El snowboard dictaba los carteles que pegué en las paredes de mi habitación, las canciones que salían de mis auriculares discman y las decisiones que tomé sobre mi futuro. Tan pronto como terminé la escuela, fui a los Alpes para hacer una temporada (con James, que nunca volvió a probar el snowboard, pero se había convertido en un esquiador ordenado y espectacular); mi elección de curso universitario fue dictada en gran parte por el hecho de que me permitiría pasar un año en las montañas; y cuando tenga que elegir entre un trabajo en Whitelines y un lugar en un prestigioso curso de maestría en periodismo, el concurso en mi mente era tan desigual como un concurso de pipas de los noventa con Terje en la lista de salida. (Cuando alguien te ofrece el trabajo de tus sueños, no dices que no).

Hasta el día de hoy, gran parte de lo que escribo todavía se refiere al snowboard, una buena parte de mis inviernos (sin mencionar mis ingresos) la paso persiguiendo cosas blancas, y muchos de mis mejores amigos son personas que conocí en ese mundo.

Que todo esto surgiera de un comienzo tan poco prometedor dice mucho sobre la habilidad del instructor de snowboard noruego que se presentó para enseñar a nuestro castigado grupo la mañana después de ese primer y fatídico roce con la nieve. Desafortunadamente, no puedo recordar su nombre, pero sí recuerdo haber pensado que era la persona más genial que habíamos conocido. Estereotipadamente alto y rubio, se veía y sonaba como un dios nórdico, y lo veneramos como uno.

El momento también ayudó, por supuesto. El snowboard estaba explotando en términos de popularidad, pero aún tenía su ventaja juvenil. No viste practicantes de snowboard de más de 25 años, y todo sobre eso, desde los trucos hasta los gráficos de la tabla y la ropa holgada, rezumaba frescura sin esfuerzo. Como con la copia de Ali de Sidewalk (que también recuerdo haber leído esa primera semana), cada página de una revista de snowboard se sentía como una nueva ventana a todo un mundo de esplendor. No era como si hubiera entendido todo el idioma ni obtuve todas las referencias (más tarde me enteré de que las revistas de snowboard de los noventa, incluidas las líneas blancas, eran famosos por sus bromas internas), pero eso lo hizo aún más genial.

Sin embargo, más que nada, el hecho de que continué con el snowboard después de ese primer encuentro doloroso es testimonio de la naturaleza adictiva del deporte en sí. Incluso sin la ayuda de un Chris Hemsworth como para enseñarnos cómo girar correctamente, ya habíamos tropezado con algo fundamental durante ese primer y tonto descenso. De vez en cuando, entre los deslizamientos salvajemente fuera de control hacia la izquierda y la derecha, obtendría una ventaja, encontraría el equilibrio y, por un segundo fugaz, casi se sentiría en control. A medida que bajábamos, esos segundos fugaces se hacían cada vez más largos. Podría haber sido incremental, pero cuando llegamos al fondo, habíamos mejorado.

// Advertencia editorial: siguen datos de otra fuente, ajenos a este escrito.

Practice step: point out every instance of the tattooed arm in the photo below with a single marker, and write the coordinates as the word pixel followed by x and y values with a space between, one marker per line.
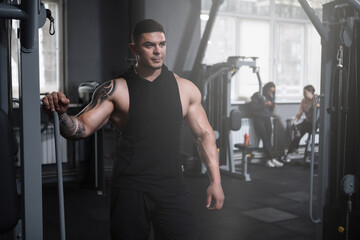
pixel 90 119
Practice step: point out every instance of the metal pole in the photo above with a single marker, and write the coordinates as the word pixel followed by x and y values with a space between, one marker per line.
pixel 30 124
pixel 59 175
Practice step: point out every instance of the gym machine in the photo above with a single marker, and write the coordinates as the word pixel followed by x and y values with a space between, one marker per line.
pixel 216 90
pixel 339 166
pixel 32 15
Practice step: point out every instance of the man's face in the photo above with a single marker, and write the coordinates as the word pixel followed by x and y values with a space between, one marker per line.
pixel 271 92
pixel 150 50
pixel 308 94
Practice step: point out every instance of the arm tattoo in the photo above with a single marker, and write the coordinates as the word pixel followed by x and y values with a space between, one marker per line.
pixel 104 91
pixel 71 127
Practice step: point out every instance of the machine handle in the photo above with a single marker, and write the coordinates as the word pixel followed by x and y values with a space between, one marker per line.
pixel 59 175
pixel 318 220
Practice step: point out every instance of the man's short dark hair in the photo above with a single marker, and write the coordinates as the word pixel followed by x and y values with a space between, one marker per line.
pixel 310 88
pixel 146 26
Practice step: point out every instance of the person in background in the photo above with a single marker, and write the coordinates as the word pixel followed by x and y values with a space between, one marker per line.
pixel 262 107
pixel 306 106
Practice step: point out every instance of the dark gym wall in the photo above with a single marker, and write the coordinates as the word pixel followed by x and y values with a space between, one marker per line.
pixel 97 35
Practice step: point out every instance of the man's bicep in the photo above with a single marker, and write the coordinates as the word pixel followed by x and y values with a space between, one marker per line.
pixel 197 121
pixel 98 111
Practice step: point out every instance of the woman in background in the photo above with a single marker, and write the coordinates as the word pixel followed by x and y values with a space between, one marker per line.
pixel 306 106
pixel 262 109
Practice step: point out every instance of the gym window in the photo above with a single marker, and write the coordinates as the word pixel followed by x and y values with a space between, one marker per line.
pixel 277 32
pixel 50 52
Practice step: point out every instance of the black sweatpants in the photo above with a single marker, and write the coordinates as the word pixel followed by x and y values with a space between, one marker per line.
pixel 133 212
pixel 263 130
pixel 303 127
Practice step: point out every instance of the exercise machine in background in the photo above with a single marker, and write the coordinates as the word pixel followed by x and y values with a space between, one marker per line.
pixel 338 201
pixel 216 89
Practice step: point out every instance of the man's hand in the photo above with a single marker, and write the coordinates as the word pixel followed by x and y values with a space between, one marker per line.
pixel 215 197
pixel 55 101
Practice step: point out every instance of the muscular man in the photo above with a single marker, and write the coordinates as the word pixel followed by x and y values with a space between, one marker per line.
pixel 147 105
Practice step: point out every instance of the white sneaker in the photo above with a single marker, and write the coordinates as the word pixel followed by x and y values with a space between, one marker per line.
pixel 269 163
pixel 276 163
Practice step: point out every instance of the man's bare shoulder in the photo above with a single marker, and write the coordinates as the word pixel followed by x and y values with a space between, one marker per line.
pixel 188 90
pixel 185 83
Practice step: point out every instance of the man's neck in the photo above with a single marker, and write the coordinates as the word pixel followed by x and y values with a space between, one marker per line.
pixel 147 73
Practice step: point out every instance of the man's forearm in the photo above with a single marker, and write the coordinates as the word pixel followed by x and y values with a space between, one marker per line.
pixel 71 127
pixel 208 153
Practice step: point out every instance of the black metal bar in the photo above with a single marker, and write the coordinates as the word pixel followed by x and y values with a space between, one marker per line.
pixel 355 4
pixel 204 40
pixel 322 29
pixel 12 12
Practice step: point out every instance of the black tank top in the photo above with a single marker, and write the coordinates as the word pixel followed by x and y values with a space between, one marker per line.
pixel 149 147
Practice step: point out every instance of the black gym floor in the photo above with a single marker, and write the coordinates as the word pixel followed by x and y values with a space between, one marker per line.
pixel 274 205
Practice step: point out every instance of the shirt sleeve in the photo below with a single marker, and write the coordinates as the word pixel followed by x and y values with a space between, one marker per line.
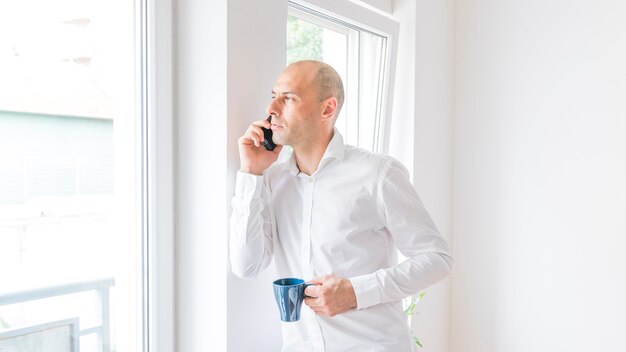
pixel 250 242
pixel 414 234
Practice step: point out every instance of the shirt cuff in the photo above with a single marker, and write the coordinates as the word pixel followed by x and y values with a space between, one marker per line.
pixel 248 185
pixel 366 290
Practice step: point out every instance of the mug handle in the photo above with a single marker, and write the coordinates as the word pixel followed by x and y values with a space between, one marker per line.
pixel 307 284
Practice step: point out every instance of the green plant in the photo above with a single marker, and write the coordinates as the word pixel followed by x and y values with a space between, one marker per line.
pixel 409 304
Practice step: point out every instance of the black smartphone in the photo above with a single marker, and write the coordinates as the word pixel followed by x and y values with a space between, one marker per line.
pixel 268 143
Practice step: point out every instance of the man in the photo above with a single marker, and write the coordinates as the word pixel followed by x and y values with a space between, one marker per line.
pixel 334 215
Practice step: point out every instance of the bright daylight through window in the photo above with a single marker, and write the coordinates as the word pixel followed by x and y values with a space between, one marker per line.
pixel 358 55
pixel 70 176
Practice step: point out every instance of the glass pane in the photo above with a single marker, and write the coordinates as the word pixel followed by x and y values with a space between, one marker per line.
pixel 358 56
pixel 309 41
pixel 69 171
pixel 372 49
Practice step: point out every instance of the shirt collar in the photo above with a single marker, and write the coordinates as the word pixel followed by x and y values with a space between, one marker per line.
pixel 335 150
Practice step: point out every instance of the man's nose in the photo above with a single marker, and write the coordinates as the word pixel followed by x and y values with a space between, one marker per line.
pixel 273 108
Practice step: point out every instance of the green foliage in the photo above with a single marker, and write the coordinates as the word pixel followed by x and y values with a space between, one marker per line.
pixel 409 309
pixel 304 40
pixel 3 323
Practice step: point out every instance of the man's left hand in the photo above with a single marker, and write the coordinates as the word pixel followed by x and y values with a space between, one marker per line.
pixel 330 296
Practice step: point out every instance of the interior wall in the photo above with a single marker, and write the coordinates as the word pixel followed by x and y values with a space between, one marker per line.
pixel 200 122
pixel 421 136
pixel 256 55
pixel 540 164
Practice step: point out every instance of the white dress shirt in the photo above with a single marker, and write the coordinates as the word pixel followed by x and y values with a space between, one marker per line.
pixel 347 219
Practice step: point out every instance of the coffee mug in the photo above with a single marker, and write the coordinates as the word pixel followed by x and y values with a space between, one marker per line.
pixel 289 294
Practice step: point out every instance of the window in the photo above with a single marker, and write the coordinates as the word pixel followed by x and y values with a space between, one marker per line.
pixel 361 57
pixel 72 175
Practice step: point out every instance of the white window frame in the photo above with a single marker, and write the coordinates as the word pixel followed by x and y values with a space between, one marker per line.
pixel 158 296
pixel 375 22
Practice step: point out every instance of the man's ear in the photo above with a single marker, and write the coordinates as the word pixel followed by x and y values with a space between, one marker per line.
pixel 330 108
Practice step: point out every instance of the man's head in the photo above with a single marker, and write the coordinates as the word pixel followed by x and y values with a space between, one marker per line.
pixel 306 100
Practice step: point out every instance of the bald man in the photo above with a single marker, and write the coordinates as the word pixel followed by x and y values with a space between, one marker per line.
pixel 335 215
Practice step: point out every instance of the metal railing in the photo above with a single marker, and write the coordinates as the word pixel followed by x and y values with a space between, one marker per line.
pixel 101 286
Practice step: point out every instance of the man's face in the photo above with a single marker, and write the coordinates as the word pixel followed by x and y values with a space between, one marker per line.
pixel 295 107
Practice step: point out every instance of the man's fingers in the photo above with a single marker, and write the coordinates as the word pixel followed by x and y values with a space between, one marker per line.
pixel 254 134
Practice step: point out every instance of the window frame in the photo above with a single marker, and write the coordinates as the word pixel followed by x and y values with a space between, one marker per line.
pixel 361 18
pixel 158 224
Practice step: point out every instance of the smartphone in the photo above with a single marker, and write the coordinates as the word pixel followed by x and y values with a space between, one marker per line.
pixel 268 143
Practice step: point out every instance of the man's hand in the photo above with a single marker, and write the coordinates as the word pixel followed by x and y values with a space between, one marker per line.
pixel 253 156
pixel 330 296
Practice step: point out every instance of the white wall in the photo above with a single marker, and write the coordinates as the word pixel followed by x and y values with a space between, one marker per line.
pixel 421 135
pixel 201 216
pixel 540 170
pixel 256 55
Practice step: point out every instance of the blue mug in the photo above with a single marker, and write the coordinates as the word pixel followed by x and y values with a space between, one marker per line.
pixel 289 294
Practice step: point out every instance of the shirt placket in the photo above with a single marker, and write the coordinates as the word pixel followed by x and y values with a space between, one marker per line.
pixel 307 215
pixel 307 210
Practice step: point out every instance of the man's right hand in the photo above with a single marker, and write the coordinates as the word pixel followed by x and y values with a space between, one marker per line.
pixel 253 156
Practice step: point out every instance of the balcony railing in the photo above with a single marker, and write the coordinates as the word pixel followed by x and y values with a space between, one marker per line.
pixel 100 286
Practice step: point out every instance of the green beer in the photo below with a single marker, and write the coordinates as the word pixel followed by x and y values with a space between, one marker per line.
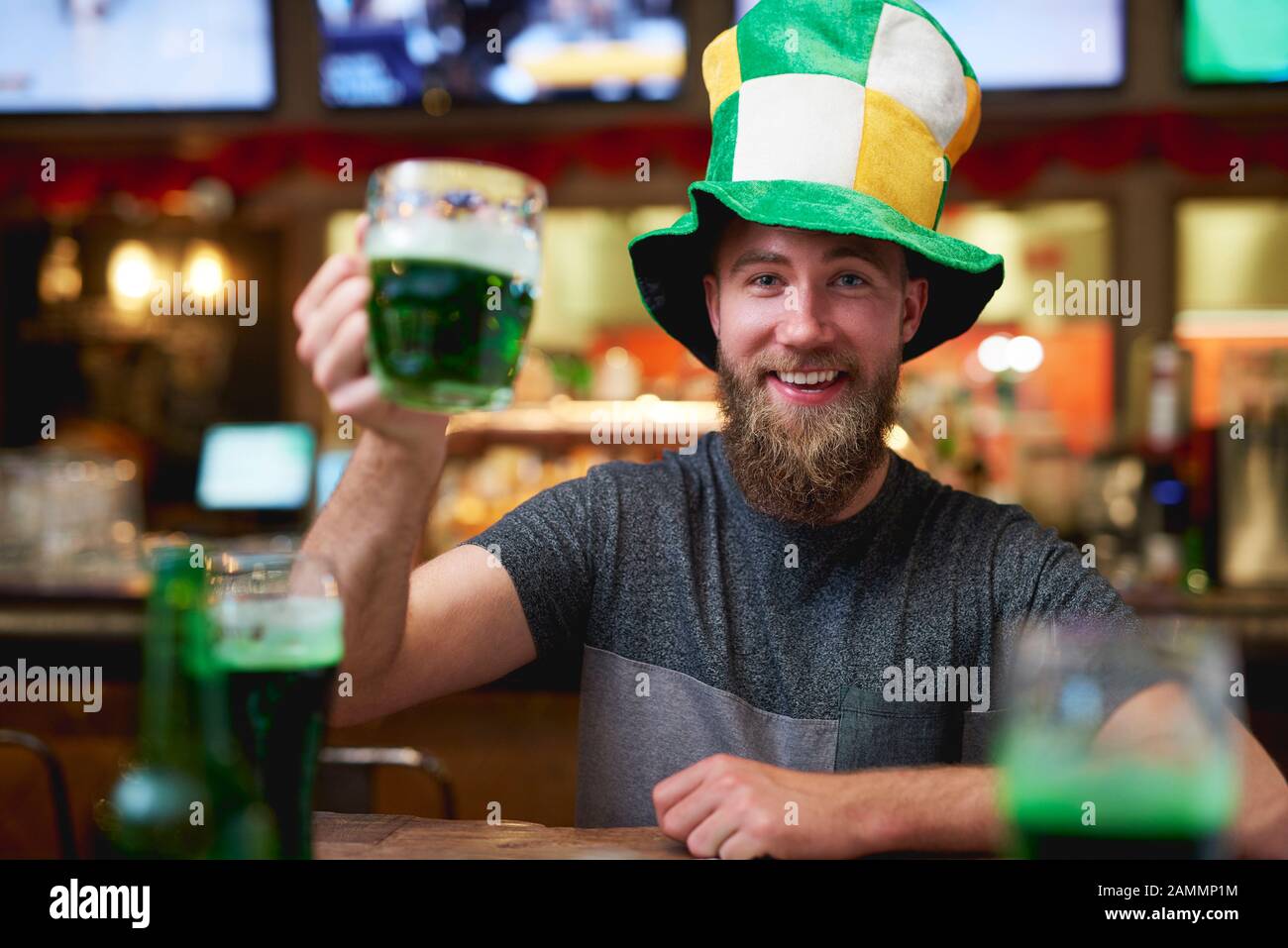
pixel 187 793
pixel 455 260
pixel 445 334
pixel 1065 805
pixel 279 657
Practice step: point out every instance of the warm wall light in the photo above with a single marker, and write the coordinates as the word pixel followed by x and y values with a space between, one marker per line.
pixel 132 273
pixel 992 352
pixel 205 269
pixel 1024 353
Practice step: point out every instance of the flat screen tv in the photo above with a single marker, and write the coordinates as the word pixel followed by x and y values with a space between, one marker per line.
pixel 393 52
pixel 1031 44
pixel 136 55
pixel 1232 42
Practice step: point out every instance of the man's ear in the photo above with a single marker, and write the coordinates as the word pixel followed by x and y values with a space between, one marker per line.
pixel 915 295
pixel 711 286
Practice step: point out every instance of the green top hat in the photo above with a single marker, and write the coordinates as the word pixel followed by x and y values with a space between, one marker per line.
pixel 829 115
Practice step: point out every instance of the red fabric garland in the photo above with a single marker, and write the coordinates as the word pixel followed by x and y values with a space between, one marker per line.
pixel 1198 146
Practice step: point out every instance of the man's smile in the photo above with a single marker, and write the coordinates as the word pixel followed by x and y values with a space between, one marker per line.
pixel 807 385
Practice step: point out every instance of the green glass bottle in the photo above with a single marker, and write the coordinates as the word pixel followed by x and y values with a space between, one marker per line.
pixel 187 794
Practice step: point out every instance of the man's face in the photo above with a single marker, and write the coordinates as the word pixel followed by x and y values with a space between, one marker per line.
pixel 810 331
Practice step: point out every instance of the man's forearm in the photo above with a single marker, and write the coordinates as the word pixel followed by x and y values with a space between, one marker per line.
pixel 947 807
pixel 370 531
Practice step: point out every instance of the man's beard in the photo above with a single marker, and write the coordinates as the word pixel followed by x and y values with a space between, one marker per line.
pixel 805 463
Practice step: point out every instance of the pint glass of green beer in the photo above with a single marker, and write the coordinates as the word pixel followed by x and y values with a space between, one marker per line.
pixel 455 258
pixel 277 626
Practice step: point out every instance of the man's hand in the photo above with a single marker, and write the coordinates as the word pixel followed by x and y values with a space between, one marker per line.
pixel 742 809
pixel 331 314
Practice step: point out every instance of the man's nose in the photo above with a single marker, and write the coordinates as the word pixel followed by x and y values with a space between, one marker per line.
pixel 804 324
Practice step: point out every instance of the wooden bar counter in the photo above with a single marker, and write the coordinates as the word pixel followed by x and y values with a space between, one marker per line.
pixel 380 836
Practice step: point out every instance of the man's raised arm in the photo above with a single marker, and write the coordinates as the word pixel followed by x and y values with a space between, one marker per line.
pixel 451 625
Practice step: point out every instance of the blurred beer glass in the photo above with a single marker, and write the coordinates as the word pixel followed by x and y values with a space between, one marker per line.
pixel 455 257
pixel 277 626
pixel 1163 788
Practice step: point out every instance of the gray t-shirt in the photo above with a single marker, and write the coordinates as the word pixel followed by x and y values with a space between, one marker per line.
pixel 707 626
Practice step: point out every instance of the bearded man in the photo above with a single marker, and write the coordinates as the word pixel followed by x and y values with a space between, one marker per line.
pixel 738 609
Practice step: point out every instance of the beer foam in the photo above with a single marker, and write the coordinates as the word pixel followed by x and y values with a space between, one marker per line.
pixel 278 633
pixel 467 241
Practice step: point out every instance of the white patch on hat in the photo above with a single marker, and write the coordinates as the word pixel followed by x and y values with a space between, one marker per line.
pixel 799 127
pixel 912 63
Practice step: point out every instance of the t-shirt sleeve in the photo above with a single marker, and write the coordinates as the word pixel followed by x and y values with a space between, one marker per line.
pixel 546 546
pixel 1038 581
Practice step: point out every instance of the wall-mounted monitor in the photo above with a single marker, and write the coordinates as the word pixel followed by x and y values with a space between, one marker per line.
pixel 394 52
pixel 136 55
pixel 1235 42
pixel 267 467
pixel 1031 44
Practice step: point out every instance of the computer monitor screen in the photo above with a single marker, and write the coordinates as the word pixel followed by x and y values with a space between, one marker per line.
pixel 265 467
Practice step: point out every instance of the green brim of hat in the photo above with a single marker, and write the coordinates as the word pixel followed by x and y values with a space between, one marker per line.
pixel 670 263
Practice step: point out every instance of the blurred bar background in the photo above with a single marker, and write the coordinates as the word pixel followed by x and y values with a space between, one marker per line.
pixel 232 141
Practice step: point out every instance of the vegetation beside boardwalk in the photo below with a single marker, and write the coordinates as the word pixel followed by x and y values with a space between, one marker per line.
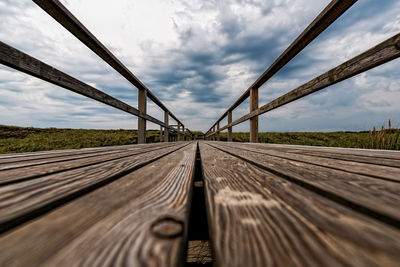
pixel 27 139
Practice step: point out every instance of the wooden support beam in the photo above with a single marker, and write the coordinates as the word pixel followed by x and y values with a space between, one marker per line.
pixel 327 16
pixel 63 16
pixel 142 99
pixel 218 131
pixel 378 55
pixel 18 60
pixel 254 120
pixel 214 133
pixel 230 128
pixel 166 130
pixel 179 132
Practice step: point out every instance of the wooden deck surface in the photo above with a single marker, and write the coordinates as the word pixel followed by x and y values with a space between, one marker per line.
pixel 267 205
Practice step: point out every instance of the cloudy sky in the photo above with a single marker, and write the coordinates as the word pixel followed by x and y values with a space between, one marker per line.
pixel 198 57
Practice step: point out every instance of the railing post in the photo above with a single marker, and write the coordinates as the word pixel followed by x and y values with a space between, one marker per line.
pixel 178 137
pixel 217 130
pixel 214 133
pixel 142 99
pixel 166 130
pixel 229 128
pixel 254 121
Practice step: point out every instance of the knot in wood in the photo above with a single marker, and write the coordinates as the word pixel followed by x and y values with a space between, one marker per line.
pixel 167 227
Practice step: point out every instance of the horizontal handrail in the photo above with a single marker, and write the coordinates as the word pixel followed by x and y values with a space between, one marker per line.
pixel 18 60
pixel 62 15
pixel 330 13
pixel 378 55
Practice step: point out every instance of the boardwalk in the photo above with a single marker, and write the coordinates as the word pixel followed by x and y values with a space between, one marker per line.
pixel 266 205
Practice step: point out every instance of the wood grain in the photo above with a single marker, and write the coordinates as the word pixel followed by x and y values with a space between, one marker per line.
pixel 259 219
pixel 369 169
pixel 38 159
pixel 18 174
pixel 114 224
pixel 374 197
pixel 27 199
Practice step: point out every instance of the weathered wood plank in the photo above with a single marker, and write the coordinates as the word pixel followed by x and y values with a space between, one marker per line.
pixel 33 160
pixel 32 171
pixel 377 198
pixel 378 55
pixel 27 199
pixel 259 219
pixel 18 60
pixel 118 224
pixel 376 157
pixel 372 170
pixel 324 19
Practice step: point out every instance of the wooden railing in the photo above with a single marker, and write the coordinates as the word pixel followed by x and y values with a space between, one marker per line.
pixel 378 55
pixel 18 60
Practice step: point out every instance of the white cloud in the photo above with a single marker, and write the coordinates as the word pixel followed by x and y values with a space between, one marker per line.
pixel 198 57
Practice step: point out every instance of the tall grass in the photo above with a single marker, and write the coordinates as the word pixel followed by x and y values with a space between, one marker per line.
pixel 385 138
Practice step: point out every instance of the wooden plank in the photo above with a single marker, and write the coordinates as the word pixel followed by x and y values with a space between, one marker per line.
pixel 229 128
pixel 374 197
pixel 370 156
pixel 62 15
pixel 37 159
pixel 22 173
pixel 18 60
pixel 28 199
pixel 119 224
pixel 218 132
pixel 369 169
pixel 259 219
pixel 378 55
pixel 330 13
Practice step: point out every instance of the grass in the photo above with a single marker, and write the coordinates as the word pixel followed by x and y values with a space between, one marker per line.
pixel 20 139
pixel 27 139
pixel 385 138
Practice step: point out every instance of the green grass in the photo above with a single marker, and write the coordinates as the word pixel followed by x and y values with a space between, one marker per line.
pixel 20 139
pixel 331 139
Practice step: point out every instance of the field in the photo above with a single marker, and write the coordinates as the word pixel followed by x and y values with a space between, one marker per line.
pixel 20 139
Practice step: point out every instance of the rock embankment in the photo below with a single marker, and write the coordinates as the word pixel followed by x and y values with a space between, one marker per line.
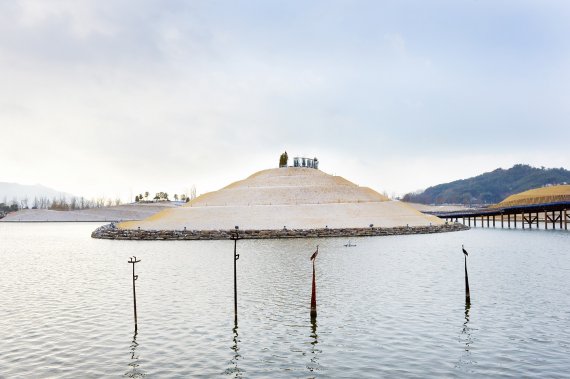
pixel 110 231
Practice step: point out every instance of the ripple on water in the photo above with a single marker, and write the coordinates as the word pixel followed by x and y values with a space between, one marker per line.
pixel 390 307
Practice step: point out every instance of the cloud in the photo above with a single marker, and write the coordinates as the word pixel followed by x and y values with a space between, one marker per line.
pixel 153 91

He montado en todo el mundo en los 20 años transcurridos desde Kazajstán hasta Colorado, abordando todo tipo de terrenos, en todo tipo de condiciones. Pero dondequiera que esté conduciendo, y sea cual sea el nivel en el que se encuentre, la emoción esencial es la misma:se trata de esforzarse para probar algo nuevo, asustarse un poco en el proceso, mejorar gradualmente y finalmente clavarlo. Ya sea que esté haciendo una línea recta en un corredor de Chamonix o buscando a tientas su primer camino verde, es esa sensación de tener el control, pero no demasiado en control - de algo peligroso. Eso nunca pasa de moda.